> It does not matter if they are random or not.
Again, sometimes it does, the article lists a few of them. Making it harder to scrape, unifying across databases that share a keyspace, etc.
> And how does surrogate key help? I don't know the surrogate key that identifies my records in your database. Even if you use them internally it is an implementation detail.
That surrogate key is linked to literally every other record in the database I have for you. There are near infinite ways for me to convert something you know to that surrogate key. Give me a transaction ID, give me a phone number/email and the rough date you signed up, hell give me your IP address and I can probably work back to a user ID from auth logs.
The point isn't that you know the surrogate key, it's that _everything_ is linked to that surrogate key so if you can give me literally any info you know I can work back to the internal ID.
> This complexity is there whether you want it or not and you're not going to eliminate it with surrogate keys. It has to be explicitly taken care of.
Okay, then lets do an exercise here. A user gives you a transaction ID, and you have to tell them the date they signed up and the date you first billed them. I think yours is going to be way more complicated.
Mine is just something like:
SELECT user_id FROM transactions WHERE transaction_id=X; SELECT transaction_date FROM transactions WHERE user_id=Y ORDER BY transaction_date ASC LIMIT 1; SELECT signup_date FROM users WHERE user_id=Y;
Could be a single query, but you get the idea.
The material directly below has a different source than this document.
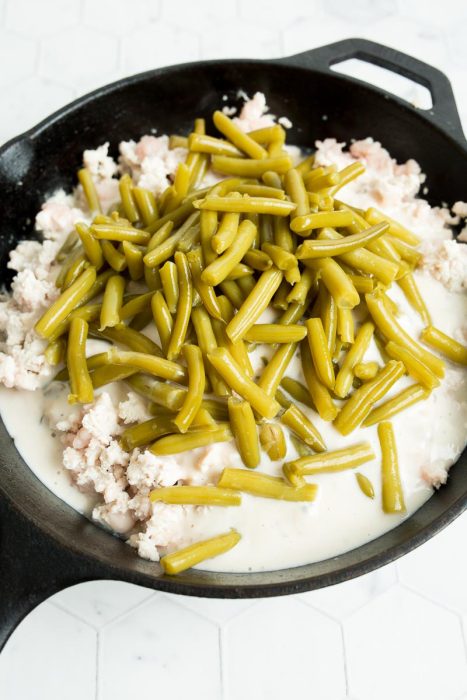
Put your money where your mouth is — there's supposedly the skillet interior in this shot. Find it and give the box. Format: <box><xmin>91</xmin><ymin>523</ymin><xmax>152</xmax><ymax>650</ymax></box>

> DBMSes provide means to tackle this essential complexity: bi-temporal extensions, views, materialized views etc.
This kind of proves my point. If you need bi-temporal extensions and materialized views to tell a user what their email address is from a transaction ID, I cannot imagine the absolute mountain of SQL it takes to do something more complicated like calculating revenue per user.
I am not sure you are arguing against my claims or not :)
I am not arguing against surrogate keys in general. They are obviously very useful _internally_ to introduce a level of indirection. But if they are used _internally_ then it doesn't really matter if they are UUIDs or sequence numbers or whatever - it is just an implementation detail.
What I claim is that surrogate keys are problematic as _externally visible_ identifiers.
> Okay, then lets do an exercise here. A user gives you a transaction ID, and you have to tell them the date they signed up and the date you first billed them. I think yours is going to be way more complicated.
> Mine is just something like:
> SELECT user_id FROM transactions WHERE transaction_id=X; SELECT transaction_date FROM transactions WHERE user_id=Y ORDER BY transaction_date ASC LIMIT 1; SELECT signup_date FROM users WHERE user_id=Y;
I think you are missing the actual problem I am talking about: where does the user take the transaction ID from? Do you expect the users to remember all transaction IDs your system ever generated for them? How would they know which transaction ID to ask about? Are they expected to keep some metadata that would allow them to identify transaction IDs? But if there is metadata that enables identification of transaction IDs then why not use it instead of transaction ID in the first place?